Submitted to: Florida Entomological Society Annual Meeting
Publication Type: Abstract Only
Publication Acceptance Date: 4/26/2017
Publication Date: 7/18/2017
Citation: Kendra, P. E., D. Owens, W. S. Montgomery, T. I. Narvaez, E. Q. Schnell, N. Tabanca, and D Carrillo. 2017. Better detection of pest Euwallacea nr. fornicatus in Florida avocado groves using a two-component lure containing a-copaene and quercivorol. 100th Annual Meeting of the Florida Entomological Society. Isla Verde, PR. 16-20 Jul 2017.

Interpretive Summary:

Technical Abstract: The Asian tea shot-hole borer (TSHB), Euwallacea fornicatus Eichhoff (Coleoptera: Curculionidae: Scolytinae), is a pest of commercial tea, Camellia sinensis (L.) Kuntze. In recent years, several ambrosia beetles morphologically indistinguishable from TSHB have become established in Israel and the USA (CA, FL). Currently referred to as E. near fornicatus, members of this cryptic species complex carry symbiotic Fusarium spp. fungi that cause dieback disease in susceptible hosts, which includes avocado, Persea americana Mill. Although detected in Florida's commercial avocado groves in 2012, the beetle was not observed to cause major damage until the Spring of 2016, when large numbers were observed in a single grove, accompanied by significant branch dieback. In response to this elevation in pest status, research was initiated to study the chemical ecology of this pest, including evaluation of kairomone-based lures. Treatments included quercivorol (p-menth-2-en-1-ol, the current standard for E. nr. fornicatus detection in the US), 50% a-copaene (the best lure for Xyleborus glabratus Eichhoff, another ambrosia beetle that attacks avocado, and the principal vector of laurel wilt), a combination of the two lures, and an unbaited control.

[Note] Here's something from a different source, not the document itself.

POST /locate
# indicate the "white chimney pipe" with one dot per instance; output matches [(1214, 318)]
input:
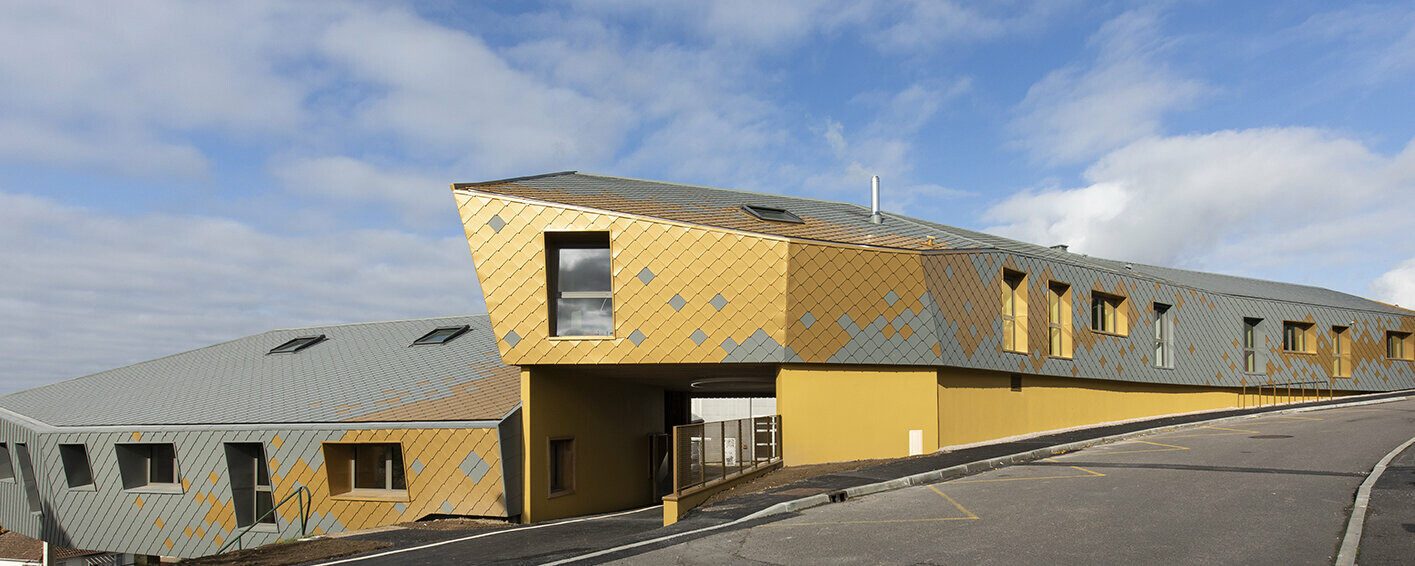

In multiple field tests, the copaene lure was found to be equally attractive as the quercivorol lure, and the combination of copaene and quercivorol resulted in either additive or synergistic attraction. Electroantennography confirmed olfactory chemoreception of both volatiles, with a higher response elicited with the combination. Results indicate that improved detection of pest E. nr. fornicatus in Florida can be achieved by using a 2-component lure consisting of a-copaene and quercivorol.